Its founders set out to inspire and delight the local community with a vibrant calendar of social events and facilities, including swimming baths, concerts and a winter garden enclosed in glass.
2017 marks 130 years since the foundation of the People’s Palace in Mile End. In this podcast, QMUL’s Lis Parham speaks to social historians Dr Nadia Valman and Professor Alastair Owens about Victorian values in the old East End, wider social changes that were happening in the 1900s, and the origins of the university.
Find out more about the history of Queen Mary University of London.
Alastair Owens is Professor of Historical Geography in the School of Geography where he has taught since 2001. He took his first degree at King’s College London before completing a PhD at Queen Mary in the late 1990s.

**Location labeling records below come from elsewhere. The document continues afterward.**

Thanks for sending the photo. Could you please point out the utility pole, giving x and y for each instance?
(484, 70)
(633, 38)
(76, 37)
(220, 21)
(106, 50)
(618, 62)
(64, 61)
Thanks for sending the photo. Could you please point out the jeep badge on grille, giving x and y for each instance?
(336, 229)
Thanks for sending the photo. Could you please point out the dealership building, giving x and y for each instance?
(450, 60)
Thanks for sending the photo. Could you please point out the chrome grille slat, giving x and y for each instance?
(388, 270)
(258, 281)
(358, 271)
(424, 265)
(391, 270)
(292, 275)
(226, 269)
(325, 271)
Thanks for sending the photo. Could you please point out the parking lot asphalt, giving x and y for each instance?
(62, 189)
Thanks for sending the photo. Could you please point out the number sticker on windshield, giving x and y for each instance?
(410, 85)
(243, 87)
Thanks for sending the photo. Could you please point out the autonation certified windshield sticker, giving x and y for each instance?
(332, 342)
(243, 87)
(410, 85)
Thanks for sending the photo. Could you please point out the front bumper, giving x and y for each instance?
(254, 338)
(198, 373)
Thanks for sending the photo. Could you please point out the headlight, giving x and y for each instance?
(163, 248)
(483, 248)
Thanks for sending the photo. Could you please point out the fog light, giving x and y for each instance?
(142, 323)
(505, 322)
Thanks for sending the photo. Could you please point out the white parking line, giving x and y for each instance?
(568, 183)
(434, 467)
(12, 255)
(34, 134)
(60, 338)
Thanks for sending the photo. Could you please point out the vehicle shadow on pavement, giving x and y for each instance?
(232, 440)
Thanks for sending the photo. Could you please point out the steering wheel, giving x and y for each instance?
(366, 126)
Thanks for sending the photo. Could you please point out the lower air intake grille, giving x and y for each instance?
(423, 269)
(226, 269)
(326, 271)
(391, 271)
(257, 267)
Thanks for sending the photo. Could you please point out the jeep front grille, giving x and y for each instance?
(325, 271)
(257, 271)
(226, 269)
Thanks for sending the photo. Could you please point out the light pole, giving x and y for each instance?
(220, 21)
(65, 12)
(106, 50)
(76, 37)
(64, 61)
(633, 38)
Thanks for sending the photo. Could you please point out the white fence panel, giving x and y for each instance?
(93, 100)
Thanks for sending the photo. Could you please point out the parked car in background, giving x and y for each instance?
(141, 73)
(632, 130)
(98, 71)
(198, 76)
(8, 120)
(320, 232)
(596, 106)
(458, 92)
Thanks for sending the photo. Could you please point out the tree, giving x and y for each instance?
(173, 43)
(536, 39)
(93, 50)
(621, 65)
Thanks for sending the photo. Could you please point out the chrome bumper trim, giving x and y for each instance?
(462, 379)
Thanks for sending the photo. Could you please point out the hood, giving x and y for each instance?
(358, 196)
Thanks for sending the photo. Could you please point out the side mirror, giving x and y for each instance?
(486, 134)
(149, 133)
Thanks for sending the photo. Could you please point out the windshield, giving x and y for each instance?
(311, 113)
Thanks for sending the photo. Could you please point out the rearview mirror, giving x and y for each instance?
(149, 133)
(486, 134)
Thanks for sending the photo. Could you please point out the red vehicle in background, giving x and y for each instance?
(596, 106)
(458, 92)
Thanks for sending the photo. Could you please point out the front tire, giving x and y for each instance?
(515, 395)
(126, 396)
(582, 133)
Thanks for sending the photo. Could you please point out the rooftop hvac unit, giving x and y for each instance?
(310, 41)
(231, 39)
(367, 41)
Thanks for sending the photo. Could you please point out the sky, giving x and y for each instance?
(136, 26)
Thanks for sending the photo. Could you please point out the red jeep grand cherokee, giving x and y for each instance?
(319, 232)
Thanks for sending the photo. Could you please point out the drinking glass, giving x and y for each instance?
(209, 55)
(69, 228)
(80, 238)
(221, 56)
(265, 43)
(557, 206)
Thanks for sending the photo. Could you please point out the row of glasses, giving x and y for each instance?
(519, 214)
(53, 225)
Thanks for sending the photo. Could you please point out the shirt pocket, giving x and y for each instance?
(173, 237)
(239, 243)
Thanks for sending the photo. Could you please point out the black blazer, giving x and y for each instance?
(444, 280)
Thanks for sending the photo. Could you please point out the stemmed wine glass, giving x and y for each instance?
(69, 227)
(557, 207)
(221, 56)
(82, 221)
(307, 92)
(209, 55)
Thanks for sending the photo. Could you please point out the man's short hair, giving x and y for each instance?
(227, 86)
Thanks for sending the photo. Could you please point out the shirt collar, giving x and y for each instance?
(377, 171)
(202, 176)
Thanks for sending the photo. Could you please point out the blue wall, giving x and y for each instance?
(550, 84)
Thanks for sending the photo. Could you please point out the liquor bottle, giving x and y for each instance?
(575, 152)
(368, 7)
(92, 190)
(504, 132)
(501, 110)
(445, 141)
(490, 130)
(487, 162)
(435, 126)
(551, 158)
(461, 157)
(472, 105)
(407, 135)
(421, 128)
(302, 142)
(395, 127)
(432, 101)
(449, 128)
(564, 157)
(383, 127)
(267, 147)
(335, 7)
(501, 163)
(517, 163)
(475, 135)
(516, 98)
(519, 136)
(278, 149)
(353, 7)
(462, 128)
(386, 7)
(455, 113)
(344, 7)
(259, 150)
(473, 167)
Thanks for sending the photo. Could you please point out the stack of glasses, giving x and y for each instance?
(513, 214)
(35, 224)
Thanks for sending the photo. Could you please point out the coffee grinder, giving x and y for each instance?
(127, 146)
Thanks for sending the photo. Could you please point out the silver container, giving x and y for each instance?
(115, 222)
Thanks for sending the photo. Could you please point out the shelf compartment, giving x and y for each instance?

A previous winner of the College’s Drapers’ Award for Teaching, Alastair lectures across the human geography programme at Queen Mary, leading a popular third year course on Victorian London and another on the north American city of Boston, which includes a field trip to that city. His research examines families, gender and wealth in late nineteenth- and early twentieth-century Britain; material culture and domestic life in Victorian London; and the history of child welfare. Professor Owens is based at the School of Geography.
Dr Nadia Valman is a scholar of nineteenth and twentieth-century urban literature. She has taught at Queen Mary for 10 years, where she has developed innovative courses using guided walks to explore the literature of London from Charles Dickens to Monica Ali. Her recent publications examine the Victorian East End novelist Israel Zangwill and she is the author of Zangwiil’s Spitalfields, a walking tour app. Dr Valman is based at the School of English and Drama.